Although it may seem that way, I think the idea is somewhat flawed. What compressors do is reduce entropy. If they work well, that is.
Dictionary-based compressors replace parts of the input with things they have stored in their dictionary, if that takes fewer bits, according to a scheme that the programmer has decided. Maybe the programmer is intelligent, but the program doesn't do anything special.
Statistical compressors, on the other hand, determine the likelihood of the next symbol that comes in by what they have seen before. You could much more easily associate this with "intelligence" even if they still only follow a very rigid pattern that the human programmer has devised.
But if you think about it, this is a behavior which is very much akin to a gambler playing roulette, who, upon having seen 17 three times, puts his money on 17. After all, 17 seems to be the lucky number.
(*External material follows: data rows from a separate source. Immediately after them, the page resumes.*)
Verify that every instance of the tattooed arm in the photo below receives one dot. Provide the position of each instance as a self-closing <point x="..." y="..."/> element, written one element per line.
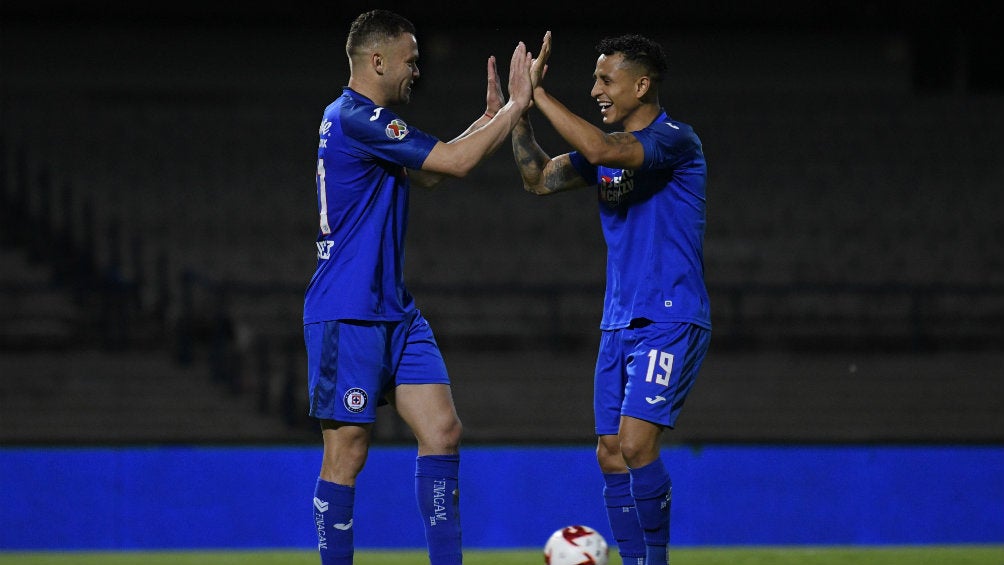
<point x="541" y="174"/>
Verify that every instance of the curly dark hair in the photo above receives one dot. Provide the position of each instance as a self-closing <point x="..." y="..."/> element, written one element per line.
<point x="640" y="50"/>
<point x="375" y="25"/>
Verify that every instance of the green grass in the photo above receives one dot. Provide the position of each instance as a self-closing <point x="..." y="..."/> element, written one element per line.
<point x="914" y="555"/>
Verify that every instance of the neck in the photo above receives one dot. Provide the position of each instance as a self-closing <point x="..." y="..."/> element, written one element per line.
<point x="643" y="116"/>
<point x="367" y="89"/>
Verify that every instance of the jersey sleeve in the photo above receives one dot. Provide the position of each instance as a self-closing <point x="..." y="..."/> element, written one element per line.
<point x="382" y="133"/>
<point x="667" y="145"/>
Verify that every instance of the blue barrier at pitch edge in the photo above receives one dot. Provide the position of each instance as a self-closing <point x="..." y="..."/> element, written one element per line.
<point x="176" y="497"/>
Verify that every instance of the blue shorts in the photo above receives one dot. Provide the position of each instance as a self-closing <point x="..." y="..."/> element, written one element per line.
<point x="352" y="364"/>
<point x="646" y="372"/>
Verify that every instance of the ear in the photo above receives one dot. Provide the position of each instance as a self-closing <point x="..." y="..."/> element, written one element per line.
<point x="642" y="86"/>
<point x="378" y="61"/>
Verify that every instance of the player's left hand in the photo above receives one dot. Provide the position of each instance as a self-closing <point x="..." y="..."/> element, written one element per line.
<point x="495" y="98"/>
<point x="539" y="66"/>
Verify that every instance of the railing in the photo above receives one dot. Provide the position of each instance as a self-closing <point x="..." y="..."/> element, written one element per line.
<point x="252" y="332"/>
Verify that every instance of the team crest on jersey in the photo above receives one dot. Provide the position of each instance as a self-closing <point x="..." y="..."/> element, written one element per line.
<point x="355" y="399"/>
<point x="397" y="129"/>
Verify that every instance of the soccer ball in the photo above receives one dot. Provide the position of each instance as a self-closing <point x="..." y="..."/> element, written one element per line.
<point x="576" y="545"/>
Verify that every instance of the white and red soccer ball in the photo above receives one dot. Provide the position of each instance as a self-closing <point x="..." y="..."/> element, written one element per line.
<point x="576" y="545"/>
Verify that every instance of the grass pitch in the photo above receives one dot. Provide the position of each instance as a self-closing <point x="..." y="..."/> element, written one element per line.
<point x="913" y="555"/>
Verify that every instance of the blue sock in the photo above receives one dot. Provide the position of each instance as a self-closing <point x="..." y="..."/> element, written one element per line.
<point x="653" y="492"/>
<point x="437" y="490"/>
<point x="332" y="509"/>
<point x="623" y="518"/>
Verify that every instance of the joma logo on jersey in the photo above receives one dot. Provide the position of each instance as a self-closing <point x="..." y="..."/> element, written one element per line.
<point x="397" y="129"/>
<point x="324" y="128"/>
<point x="324" y="249"/>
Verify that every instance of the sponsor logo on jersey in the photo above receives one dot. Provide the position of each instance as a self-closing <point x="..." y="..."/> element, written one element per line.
<point x="324" y="249"/>
<point x="397" y="129"/>
<point x="354" y="399"/>
<point x="320" y="507"/>
<point x="323" y="130"/>
<point x="614" y="190"/>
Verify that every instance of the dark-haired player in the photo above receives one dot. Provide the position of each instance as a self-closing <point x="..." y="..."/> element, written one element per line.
<point x="656" y="326"/>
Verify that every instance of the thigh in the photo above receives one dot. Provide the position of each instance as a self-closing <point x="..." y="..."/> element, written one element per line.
<point x="608" y="382"/>
<point x="418" y="359"/>
<point x="347" y="368"/>
<point x="662" y="364"/>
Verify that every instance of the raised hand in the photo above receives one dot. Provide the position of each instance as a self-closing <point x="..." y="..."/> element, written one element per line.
<point x="520" y="89"/>
<point x="538" y="68"/>
<point x="495" y="97"/>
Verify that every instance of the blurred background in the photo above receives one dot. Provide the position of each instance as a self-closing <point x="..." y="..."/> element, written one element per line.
<point x="159" y="215"/>
<point x="157" y="165"/>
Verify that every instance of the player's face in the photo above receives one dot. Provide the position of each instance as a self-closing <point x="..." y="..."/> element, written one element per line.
<point x="402" y="68"/>
<point x="614" y="88"/>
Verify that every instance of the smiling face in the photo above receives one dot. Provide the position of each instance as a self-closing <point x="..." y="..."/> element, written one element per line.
<point x="617" y="88"/>
<point x="400" y="68"/>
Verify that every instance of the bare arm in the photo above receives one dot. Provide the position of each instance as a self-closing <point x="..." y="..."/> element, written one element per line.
<point x="618" y="150"/>
<point x="541" y="174"/>
<point x="494" y="100"/>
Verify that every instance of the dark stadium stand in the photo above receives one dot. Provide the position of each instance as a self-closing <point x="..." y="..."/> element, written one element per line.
<point x="852" y="245"/>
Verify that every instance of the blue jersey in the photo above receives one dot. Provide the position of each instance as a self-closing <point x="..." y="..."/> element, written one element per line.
<point x="362" y="193"/>
<point x="654" y="223"/>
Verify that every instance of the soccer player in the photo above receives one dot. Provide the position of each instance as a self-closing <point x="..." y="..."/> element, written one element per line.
<point x="365" y="339"/>
<point x="656" y="327"/>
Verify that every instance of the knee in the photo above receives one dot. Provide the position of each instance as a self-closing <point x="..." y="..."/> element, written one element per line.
<point x="608" y="456"/>
<point x="442" y="438"/>
<point x="638" y="454"/>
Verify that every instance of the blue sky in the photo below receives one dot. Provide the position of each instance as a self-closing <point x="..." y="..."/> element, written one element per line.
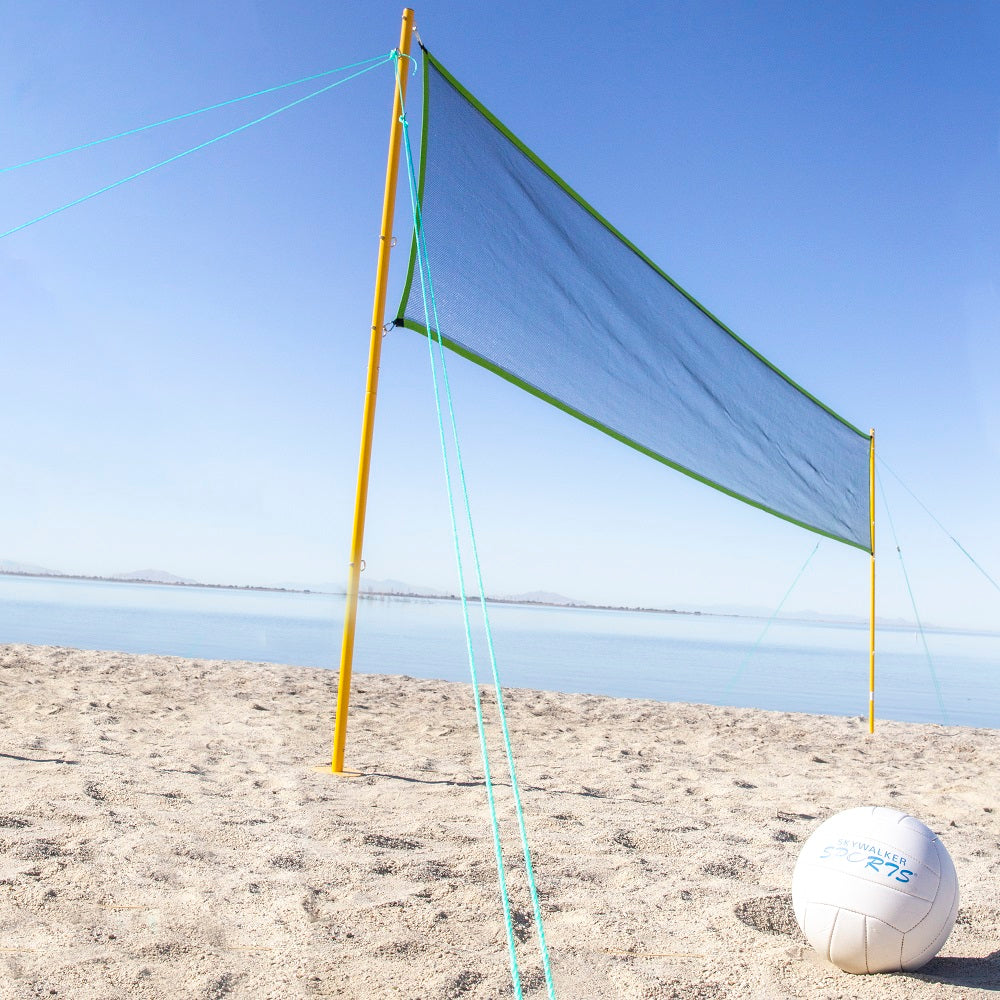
<point x="184" y="357"/>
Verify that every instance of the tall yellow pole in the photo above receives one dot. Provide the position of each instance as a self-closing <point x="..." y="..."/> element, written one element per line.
<point x="871" y="629"/>
<point x="371" y="391"/>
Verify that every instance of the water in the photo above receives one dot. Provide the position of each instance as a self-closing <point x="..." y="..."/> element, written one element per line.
<point x="806" y="667"/>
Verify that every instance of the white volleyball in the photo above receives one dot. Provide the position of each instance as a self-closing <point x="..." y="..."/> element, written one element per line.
<point x="875" y="890"/>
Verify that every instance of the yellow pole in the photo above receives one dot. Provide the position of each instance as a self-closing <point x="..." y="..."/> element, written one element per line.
<point x="871" y="630"/>
<point x="371" y="391"/>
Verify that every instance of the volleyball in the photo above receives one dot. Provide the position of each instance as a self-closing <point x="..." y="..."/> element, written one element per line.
<point x="875" y="890"/>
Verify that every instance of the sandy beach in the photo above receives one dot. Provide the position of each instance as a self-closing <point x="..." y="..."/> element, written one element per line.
<point x="167" y="830"/>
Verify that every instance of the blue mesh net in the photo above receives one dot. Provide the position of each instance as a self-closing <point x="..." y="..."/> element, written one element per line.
<point x="533" y="284"/>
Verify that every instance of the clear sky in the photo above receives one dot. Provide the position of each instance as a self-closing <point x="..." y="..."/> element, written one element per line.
<point x="184" y="357"/>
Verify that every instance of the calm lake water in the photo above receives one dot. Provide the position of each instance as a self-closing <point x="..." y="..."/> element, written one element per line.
<point x="701" y="658"/>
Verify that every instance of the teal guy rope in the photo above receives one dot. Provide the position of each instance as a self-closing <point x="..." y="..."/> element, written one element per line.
<point x="425" y="265"/>
<point x="487" y="774"/>
<point x="913" y="604"/>
<point x="193" y="149"/>
<point x="749" y="653"/>
<point x="190" y="114"/>
<point x="940" y="525"/>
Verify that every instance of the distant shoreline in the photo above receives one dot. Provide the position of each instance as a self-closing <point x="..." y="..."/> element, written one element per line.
<point x="513" y="601"/>
<point x="409" y="595"/>
<point x="154" y="583"/>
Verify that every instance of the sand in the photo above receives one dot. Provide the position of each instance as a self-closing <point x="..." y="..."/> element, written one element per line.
<point x="166" y="831"/>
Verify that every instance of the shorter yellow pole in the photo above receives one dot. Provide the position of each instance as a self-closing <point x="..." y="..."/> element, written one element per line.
<point x="871" y="629"/>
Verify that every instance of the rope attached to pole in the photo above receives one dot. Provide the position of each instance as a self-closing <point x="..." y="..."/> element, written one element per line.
<point x="430" y="313"/>
<point x="913" y="604"/>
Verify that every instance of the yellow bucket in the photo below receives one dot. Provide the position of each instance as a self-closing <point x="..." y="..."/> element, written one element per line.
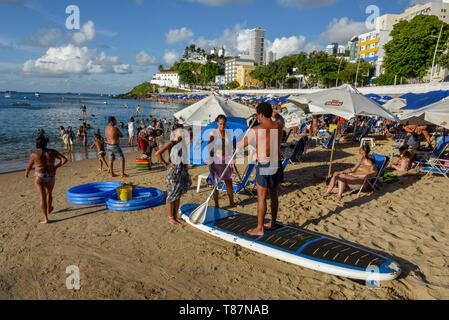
<point x="125" y="193"/>
<point x="332" y="128"/>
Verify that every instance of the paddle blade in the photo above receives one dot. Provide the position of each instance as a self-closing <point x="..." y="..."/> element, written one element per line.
<point x="199" y="215"/>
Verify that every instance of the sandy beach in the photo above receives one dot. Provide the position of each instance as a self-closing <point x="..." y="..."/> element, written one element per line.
<point x="138" y="255"/>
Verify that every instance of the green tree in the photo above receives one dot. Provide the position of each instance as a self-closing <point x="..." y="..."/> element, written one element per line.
<point x="410" y="53"/>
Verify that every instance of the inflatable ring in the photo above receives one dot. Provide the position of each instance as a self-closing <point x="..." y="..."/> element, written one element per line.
<point x="143" y="198"/>
<point x="92" y="193"/>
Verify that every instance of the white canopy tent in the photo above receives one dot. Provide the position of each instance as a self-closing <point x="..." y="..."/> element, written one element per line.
<point x="437" y="113"/>
<point x="345" y="101"/>
<point x="295" y="116"/>
<point x="395" y="105"/>
<point x="208" y="109"/>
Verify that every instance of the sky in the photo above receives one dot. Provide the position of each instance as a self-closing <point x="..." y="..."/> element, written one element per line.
<point x="119" y="44"/>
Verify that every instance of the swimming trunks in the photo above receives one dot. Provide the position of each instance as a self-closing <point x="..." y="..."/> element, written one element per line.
<point x="270" y="175"/>
<point x="113" y="151"/>
<point x="45" y="178"/>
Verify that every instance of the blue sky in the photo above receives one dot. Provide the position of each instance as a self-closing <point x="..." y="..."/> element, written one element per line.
<point x="121" y="43"/>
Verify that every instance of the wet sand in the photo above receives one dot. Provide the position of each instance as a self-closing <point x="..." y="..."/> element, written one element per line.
<point x="138" y="255"/>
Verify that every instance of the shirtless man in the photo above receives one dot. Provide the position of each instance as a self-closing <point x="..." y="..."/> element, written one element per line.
<point x="269" y="170"/>
<point x="45" y="174"/>
<point x="113" y="150"/>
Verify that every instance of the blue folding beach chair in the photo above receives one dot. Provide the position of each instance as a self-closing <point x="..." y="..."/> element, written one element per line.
<point x="327" y="144"/>
<point x="243" y="184"/>
<point x="382" y="163"/>
<point x="423" y="157"/>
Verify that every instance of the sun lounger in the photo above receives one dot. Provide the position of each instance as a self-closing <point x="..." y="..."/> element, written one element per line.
<point x="381" y="164"/>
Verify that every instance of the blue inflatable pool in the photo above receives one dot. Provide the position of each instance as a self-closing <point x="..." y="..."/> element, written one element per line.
<point x="92" y="193"/>
<point x="143" y="198"/>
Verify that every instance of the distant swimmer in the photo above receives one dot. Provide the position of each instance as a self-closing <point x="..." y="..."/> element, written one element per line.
<point x="45" y="173"/>
<point x="113" y="150"/>
<point x="84" y="110"/>
<point x="99" y="144"/>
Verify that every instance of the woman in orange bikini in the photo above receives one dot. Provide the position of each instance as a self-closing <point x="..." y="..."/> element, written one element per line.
<point x="355" y="177"/>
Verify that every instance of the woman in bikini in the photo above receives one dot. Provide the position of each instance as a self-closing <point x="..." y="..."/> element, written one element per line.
<point x="221" y="151"/>
<point x="45" y="173"/>
<point x="355" y="177"/>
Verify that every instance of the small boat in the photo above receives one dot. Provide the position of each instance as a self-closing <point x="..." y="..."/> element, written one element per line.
<point x="20" y="104"/>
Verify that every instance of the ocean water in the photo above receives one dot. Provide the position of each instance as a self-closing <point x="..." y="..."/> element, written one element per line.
<point x="19" y="125"/>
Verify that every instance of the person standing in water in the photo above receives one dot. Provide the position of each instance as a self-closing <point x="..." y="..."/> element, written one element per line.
<point x="178" y="178"/>
<point x="45" y="174"/>
<point x="220" y="151"/>
<point x="113" y="150"/>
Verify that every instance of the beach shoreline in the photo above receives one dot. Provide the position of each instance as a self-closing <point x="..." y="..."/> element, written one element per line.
<point x="138" y="255"/>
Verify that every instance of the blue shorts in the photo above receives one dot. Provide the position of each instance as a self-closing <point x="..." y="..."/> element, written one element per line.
<point x="270" y="175"/>
<point x="113" y="152"/>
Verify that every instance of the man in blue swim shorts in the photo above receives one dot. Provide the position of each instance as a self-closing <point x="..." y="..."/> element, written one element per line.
<point x="112" y="146"/>
<point x="267" y="138"/>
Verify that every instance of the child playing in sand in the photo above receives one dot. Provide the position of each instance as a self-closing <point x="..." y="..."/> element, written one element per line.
<point x="99" y="144"/>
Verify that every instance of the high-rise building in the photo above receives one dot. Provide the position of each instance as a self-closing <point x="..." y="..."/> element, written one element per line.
<point x="270" y="56"/>
<point x="257" y="48"/>
<point x="439" y="9"/>
<point x="332" y="49"/>
<point x="232" y="65"/>
<point x="221" y="52"/>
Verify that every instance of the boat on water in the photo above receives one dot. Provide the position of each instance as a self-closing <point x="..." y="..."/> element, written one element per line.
<point x="20" y="104"/>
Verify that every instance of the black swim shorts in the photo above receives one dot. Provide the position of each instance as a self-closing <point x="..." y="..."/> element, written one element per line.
<point x="270" y="175"/>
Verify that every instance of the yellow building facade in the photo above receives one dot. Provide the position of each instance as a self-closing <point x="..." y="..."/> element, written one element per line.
<point x="244" y="78"/>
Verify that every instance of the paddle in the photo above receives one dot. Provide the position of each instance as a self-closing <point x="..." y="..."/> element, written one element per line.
<point x="199" y="215"/>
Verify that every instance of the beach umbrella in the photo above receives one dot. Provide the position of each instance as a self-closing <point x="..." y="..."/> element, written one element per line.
<point x="345" y="102"/>
<point x="208" y="109"/>
<point x="437" y="113"/>
<point x="395" y="105"/>
<point x="295" y="116"/>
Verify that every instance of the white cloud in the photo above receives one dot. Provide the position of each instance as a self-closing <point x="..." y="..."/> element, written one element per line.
<point x="144" y="59"/>
<point x="170" y="57"/>
<point x="220" y="2"/>
<point x="71" y="59"/>
<point x="178" y="35"/>
<point x="86" y="33"/>
<point x="341" y="31"/>
<point x="46" y="38"/>
<point x="306" y="3"/>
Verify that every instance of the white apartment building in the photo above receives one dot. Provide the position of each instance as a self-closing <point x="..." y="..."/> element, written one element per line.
<point x="166" y="79"/>
<point x="270" y="56"/>
<point x="231" y="66"/>
<point x="370" y="47"/>
<point x="257" y="48"/>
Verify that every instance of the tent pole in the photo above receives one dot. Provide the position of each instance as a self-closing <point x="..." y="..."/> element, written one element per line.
<point x="332" y="155"/>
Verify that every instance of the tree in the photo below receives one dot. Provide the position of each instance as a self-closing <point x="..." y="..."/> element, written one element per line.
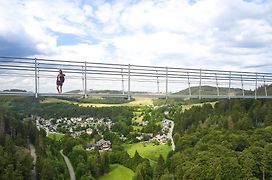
<point x="159" y="169"/>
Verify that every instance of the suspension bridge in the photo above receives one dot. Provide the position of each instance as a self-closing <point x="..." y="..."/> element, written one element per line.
<point x="38" y="75"/>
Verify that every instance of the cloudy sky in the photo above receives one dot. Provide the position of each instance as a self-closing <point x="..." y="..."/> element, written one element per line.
<point x="214" y="34"/>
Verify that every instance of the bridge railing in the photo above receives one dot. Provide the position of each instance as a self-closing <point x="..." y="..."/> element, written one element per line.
<point x="37" y="74"/>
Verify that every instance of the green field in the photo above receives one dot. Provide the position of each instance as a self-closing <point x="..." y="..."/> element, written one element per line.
<point x="55" y="136"/>
<point x="150" y="151"/>
<point x="118" y="172"/>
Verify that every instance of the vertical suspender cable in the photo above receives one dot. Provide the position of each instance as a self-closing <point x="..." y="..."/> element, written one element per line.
<point x="217" y="88"/>
<point x="36" y="80"/>
<point x="189" y="85"/>
<point x="256" y="85"/>
<point x="123" y="86"/>
<point x="166" y="84"/>
<point x="200" y="84"/>
<point x="242" y="82"/>
<point x="85" y="90"/>
<point x="129" y="97"/>
<point x="265" y="90"/>
<point x="229" y="83"/>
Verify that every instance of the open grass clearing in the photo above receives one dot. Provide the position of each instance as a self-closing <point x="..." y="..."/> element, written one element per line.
<point x="148" y="150"/>
<point x="118" y="172"/>
<point x="55" y="136"/>
<point x="189" y="106"/>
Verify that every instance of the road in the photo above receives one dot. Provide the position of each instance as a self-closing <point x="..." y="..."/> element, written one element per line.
<point x="34" y="156"/>
<point x="69" y="165"/>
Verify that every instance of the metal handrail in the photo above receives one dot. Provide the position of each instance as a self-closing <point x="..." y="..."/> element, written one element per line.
<point x="44" y="68"/>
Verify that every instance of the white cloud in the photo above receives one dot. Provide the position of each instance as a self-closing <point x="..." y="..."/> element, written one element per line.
<point x="214" y="34"/>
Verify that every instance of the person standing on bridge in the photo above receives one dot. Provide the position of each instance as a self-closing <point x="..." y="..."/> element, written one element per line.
<point x="60" y="81"/>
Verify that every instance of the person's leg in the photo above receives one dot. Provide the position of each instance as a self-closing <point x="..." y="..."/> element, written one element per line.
<point x="58" y="89"/>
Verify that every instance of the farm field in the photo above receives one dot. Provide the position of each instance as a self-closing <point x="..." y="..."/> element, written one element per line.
<point x="118" y="172"/>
Would you deem this intelligent? Secret tip: A horse with a name like "Lightning" cannot lose.
Maybe PPMD uses a somewhat more sophisticated algorithm, but in the end it is the exact same thing. Looking into the crystal ball.
The only difference (and the difference that decides on the outcome!) to compressing enwik8 is that the input is different. Characters in enwik8 are not random, but are highly correlated, and there is a huge amount of entropy in that text. This is why compressors are more successful than our roulette gambler. Still, they do more or less the same thing. They use some statistical model and if they are lucky, this allows them to correctly predict the coming symbols.
What would be more impressive would be compression in a sense such as you show an image to a computer and it outputs "fat guy in funny clothes making a sad face, bent over a dead girl, that's Pavarotti as Rigoletto". That is much more like the way a human would "compress" that photo.